[the picture is from an awesome Japanese video game – involving a taiko dream and hitting beats. I couldn’t help but grin from ear to ear the whole time my cousin Matt and I were playing!]
I’ve only got a few more days left of what’s been an amazing trip to Hong Kong. I am so thankful to God for the opportunity to be here, and to have gotten to see my family so much. What a great way to end my sabbatical! I’m sad to leave, but the bigger feeling is a lot of joy.
Of course the biggest highlight has been being with family…
I’ve loved getting to look at lots of old family pictures, and hear more of our family history. By hearing all the stories I feel like I’ve just gotten to know my grandparents, even though they passed away in the late 80s and early 90s. The more I learn about them, the more I admire them!
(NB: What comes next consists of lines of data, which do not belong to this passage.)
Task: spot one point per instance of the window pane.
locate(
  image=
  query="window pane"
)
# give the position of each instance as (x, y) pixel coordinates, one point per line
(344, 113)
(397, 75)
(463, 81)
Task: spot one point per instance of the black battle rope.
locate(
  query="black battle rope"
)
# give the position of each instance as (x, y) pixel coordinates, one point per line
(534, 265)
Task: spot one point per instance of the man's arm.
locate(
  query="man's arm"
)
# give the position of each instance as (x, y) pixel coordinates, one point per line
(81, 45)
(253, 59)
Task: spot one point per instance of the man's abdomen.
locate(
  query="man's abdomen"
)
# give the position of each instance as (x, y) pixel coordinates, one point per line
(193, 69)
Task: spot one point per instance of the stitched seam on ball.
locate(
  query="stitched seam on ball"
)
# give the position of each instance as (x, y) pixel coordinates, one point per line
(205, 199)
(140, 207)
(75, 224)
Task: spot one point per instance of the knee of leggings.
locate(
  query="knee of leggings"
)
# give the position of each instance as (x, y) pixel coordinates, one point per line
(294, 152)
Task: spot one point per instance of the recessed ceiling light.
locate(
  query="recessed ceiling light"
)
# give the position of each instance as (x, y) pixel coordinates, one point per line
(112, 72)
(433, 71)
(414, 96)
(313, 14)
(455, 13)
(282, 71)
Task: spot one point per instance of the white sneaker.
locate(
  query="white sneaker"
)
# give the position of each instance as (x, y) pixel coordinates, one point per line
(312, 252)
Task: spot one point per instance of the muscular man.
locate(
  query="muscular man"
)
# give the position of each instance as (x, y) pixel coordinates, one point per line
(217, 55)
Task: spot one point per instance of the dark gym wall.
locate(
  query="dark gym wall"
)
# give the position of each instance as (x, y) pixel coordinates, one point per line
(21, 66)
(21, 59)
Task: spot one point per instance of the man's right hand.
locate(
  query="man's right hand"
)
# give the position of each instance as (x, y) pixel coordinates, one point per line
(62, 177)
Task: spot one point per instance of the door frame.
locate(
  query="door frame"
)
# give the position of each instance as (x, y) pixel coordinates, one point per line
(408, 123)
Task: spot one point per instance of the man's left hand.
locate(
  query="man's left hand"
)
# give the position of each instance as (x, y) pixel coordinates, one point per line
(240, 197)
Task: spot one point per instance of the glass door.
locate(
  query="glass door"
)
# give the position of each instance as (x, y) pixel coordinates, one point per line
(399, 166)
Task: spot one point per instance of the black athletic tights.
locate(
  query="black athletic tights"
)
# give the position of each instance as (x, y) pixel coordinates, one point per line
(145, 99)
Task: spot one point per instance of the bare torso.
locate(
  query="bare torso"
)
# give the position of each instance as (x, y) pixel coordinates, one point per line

The same goes for my aunts and uncles and cousins – getting to know them better has been such a blessing.
Last time I left Hong Kong, I was incredibly sad to leave. 2005 was the first time I had gotten to meet my relatives in 14 years, and it was so overwhelming and amazing and short – a little over 3 weeks. Meeting everyone and experiencing extended family made me aware of what I had missed out on all those years. But the biggest reason I was so sad to leave is because I didn’t know when or how I would come back and/or continue these relationships (I figured I would only come back with my parents).
Don’t get me wrong – I’m still sad to leave this time. But I know that I can visit Hong Kong again on my own. I can get around here, and meet up with family, etc. And even if I can’t come back very soon, my Cantonese has improved dramatically and it will be much easier to talk on the phone with folks!
So yeah, thanks for your well-wishes and prayers – this is one joy-filled traveler saying goodnight for now. Gotta get some rest so that I can enjoy these last few days!